In 1996, 13 guerrillas from North Korea penetrated the defenses of a small city on the east coast where I grew up. A taxi driver discovered the submarines they used and reported this to the police. My school was closed for security reasons because the mountain in which the guerrillas allegedly were hiding was only a few miles away from my town. This may sound alarming to others, but that day my town was very peaceful, just like any other day. It seemed to us that only the news media and the special military forces involved in the operation against the guerrillas were in a state of emergency. This operation ended with 11 guerrillas killed, one captured and one missing. The next day schools opened and everything went back to normal.

This story is about a North Korean provocation for me as an elementary school student. My parents have other stories from other times, but the take.away message seems to be the same, and this is why Koreans, including my father, reacted in such a remote way to the Yeonpyeong Island attack and why his reaction differed from that of the international world. When living our daily lives in South Korea, we are just living part of our history, living as citizens of a divided nation constantly facing and dealing with North Korean issues.

Over the years there have been numerous provocations by North Korea. Under the circumstances, we are so used to North Korea’s provocations that we do not take them nearly as seriously as the outside world does. In the eyes of South Koreans these provocations routinely involve three stages: a provocation occurs, a furious political dispute boils up and then all is soon forgotten.

However dangerous it might seem to the international world, we view North Korean provocations as part of our life and daily routine; nothing is new.

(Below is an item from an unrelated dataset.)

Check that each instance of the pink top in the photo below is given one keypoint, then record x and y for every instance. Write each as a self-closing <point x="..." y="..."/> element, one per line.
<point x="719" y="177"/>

But in following this routine, we in South Korea may be failing to recognize that the war has never ended on the Korean Peninsula. South and North Korea reached only an armistice agreement in 1953, and that agreement has been kept until now. Because the ceasefire has been maintained for nearly six decades, people in South Korea often forget that we technically are still at war. What appears to be a nonchalant stance may grow as time goes by. My grandparents’ generation actually experienced the Korean War and witnessed our nation’s division at the 38th parallel, but this generation is shrinking by the day. It was the people from this generation who defined North Korea as an enemy. This means that there are inevitable generational gaps in how North Korea is viewed. My parents’ generation, people who are now between 50 and 70 years old, does not see North Korea as an enemy that needs to be defeated. However, they have also been influenced by education grounded in an anti-communist ideology, and from this perspective they tend to have feelings of hostility toward North Korea. My own generation of Koreans in their twenties and thirties has grown up in a setting defined by a peaceful mood and a sunshine policy toward the North. We consider North Korea as a cooperative partner with which we need to communicate in order to develop a good relationship. But like those in our parents’ generation, we may need to remind ourselves from time to time that the end of the Korean War has not yet been declared.

Of course my point is not that we should create more tensions between North and South Korea. In fact it is probably true that the reality on the Korean Peninsula is not as serious or dire as the images appear from an outside worldview. Instead, my point is to call into a question just how accurate the reality of the Korean perspective on the North is. Depending on the context, image can be reality or vice versa, so we must not become complacent about this topic.